Can the SS2000 perform sampling under hypoxic conditions?

Yes—the integrated gas mixer supports precise O₂ modulation from 0.1% to 21%, enabling sampling under physiologically relevant hypoxia (e.g., 1–5% O₂) while maintaining CO₂ and humidity control.
Is the system compatible with fluorescent dyes requiring UV excitation?

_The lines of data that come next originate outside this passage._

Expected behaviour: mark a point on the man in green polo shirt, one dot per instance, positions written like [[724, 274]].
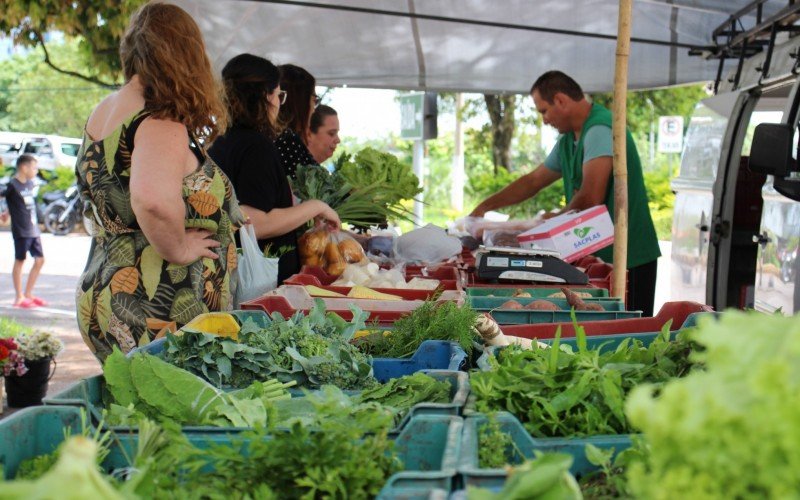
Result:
[[583, 158]]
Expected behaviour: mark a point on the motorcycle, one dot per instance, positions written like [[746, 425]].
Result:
[[61, 216]]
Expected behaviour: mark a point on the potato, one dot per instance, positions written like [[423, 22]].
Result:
[[542, 305], [351, 250]]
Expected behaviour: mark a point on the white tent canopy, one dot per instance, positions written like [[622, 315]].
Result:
[[468, 45]]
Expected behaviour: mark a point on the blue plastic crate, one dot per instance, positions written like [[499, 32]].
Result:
[[428, 447], [90, 394], [473, 475]]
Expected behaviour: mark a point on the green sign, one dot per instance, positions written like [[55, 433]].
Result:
[[411, 115]]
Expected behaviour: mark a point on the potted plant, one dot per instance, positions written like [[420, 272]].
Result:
[[26, 381]]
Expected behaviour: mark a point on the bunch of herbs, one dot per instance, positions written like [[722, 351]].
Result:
[[555, 392], [432, 321]]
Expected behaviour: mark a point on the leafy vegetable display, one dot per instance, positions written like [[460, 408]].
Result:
[[145, 385], [371, 167], [557, 392], [545, 477], [431, 321], [730, 430], [335, 454], [310, 350], [405, 392], [361, 204]]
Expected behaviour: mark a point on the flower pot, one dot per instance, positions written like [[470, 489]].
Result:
[[29, 389]]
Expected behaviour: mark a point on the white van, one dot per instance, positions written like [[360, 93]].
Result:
[[51, 150], [736, 226]]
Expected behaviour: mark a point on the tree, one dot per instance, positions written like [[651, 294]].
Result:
[[35, 98], [98, 24], [501, 113]]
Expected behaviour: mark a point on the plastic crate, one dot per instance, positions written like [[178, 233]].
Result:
[[430, 355], [495, 303], [529, 317], [543, 292], [677, 312], [448, 276], [288, 300], [91, 394], [429, 445], [473, 475]]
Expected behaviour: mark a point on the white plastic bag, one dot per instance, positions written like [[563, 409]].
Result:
[[257, 274], [426, 245]]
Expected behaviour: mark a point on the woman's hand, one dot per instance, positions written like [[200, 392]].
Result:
[[329, 217], [197, 243]]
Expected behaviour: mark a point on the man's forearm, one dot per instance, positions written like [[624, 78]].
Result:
[[516, 192]]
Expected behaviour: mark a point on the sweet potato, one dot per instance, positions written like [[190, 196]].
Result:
[[578, 303], [542, 305]]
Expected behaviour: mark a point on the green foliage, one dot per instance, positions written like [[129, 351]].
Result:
[[35, 98], [431, 321], [404, 392], [310, 350], [97, 24], [730, 430], [545, 477], [496, 448], [147, 386], [556, 392]]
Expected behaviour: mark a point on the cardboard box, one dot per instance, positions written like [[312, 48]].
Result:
[[573, 235]]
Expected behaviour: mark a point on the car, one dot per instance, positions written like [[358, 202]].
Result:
[[51, 150]]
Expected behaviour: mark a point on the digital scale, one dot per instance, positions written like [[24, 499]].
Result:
[[519, 264]]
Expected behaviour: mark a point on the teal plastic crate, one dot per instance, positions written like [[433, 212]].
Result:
[[536, 293], [429, 446], [525, 317], [473, 475], [90, 394], [493, 303]]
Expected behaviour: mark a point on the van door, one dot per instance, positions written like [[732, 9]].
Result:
[[693, 189], [738, 200]]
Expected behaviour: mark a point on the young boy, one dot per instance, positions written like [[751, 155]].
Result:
[[21, 200]]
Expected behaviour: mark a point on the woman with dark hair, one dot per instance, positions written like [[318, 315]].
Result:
[[247, 154], [295, 116], [323, 133], [161, 214]]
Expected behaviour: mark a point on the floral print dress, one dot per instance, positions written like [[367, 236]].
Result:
[[128, 294]]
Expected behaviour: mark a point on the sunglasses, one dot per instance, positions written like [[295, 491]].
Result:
[[282, 96]]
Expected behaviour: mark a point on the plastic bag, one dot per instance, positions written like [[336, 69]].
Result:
[[257, 274], [330, 251], [427, 245]]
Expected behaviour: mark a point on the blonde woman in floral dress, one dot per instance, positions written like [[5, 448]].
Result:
[[162, 215]]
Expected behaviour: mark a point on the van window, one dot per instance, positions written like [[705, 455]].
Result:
[[70, 149], [703, 142]]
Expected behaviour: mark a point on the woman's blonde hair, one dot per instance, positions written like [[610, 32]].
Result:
[[164, 47]]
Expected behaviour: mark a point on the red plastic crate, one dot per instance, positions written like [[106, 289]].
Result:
[[406, 294], [675, 311], [290, 299], [449, 277]]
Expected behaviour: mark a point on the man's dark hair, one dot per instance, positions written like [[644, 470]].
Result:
[[25, 160], [319, 115], [553, 82]]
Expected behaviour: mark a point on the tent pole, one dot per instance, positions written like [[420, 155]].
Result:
[[618, 283]]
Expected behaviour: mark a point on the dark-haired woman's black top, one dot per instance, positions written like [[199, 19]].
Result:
[[251, 162], [293, 152]]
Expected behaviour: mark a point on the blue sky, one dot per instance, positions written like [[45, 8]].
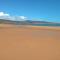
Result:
[[47, 10]]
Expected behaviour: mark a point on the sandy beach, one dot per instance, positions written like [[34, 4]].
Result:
[[29, 43]]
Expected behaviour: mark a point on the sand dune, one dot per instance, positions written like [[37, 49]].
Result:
[[23, 43]]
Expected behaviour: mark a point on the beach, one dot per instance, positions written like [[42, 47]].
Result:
[[29, 43]]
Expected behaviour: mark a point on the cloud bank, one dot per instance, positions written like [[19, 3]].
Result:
[[9, 17]]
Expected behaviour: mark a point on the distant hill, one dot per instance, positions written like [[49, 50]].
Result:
[[26, 22], [3, 21]]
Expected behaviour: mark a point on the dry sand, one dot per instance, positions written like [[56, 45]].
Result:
[[23, 43]]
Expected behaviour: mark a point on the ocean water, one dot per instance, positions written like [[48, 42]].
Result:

The SS2000 optical path supports 405 nm laser excitation and includes dichroic filters optimized for DAPI, Hoechst, and CFP; UV-sensitive probes require careful phototoxicity calibration due to inherent limitations of spinning-disk throughput at shorter wavelengths.
What is the minimum viable sample volume that can be reliably aspirated?

The system achieves consistent aspiration of volumes ≥10 pL using calibrated glass capillaries with inner diameters of 0.5–2.0 µm, verified by gravimetric calibration and fluorescent bead recovery assays.
Does the SS2000 support multiplexed sampling across multiple wells in one run?

Yes—users can define sequential sampling protocols across up to 96 wells with independent coordinate sets, environmental presets, and destination mapping per well.
How is sterility maintained during long-term time-lapse experiments?

The chamber seals with silicone gaskets and incorporates HEPA-filtered air recirculation; all consumables (capillaries, plates) are gamma-irradiated and loaded via laminar-flow-compatible ports to minimize contamination risk over multi-day acquisitions.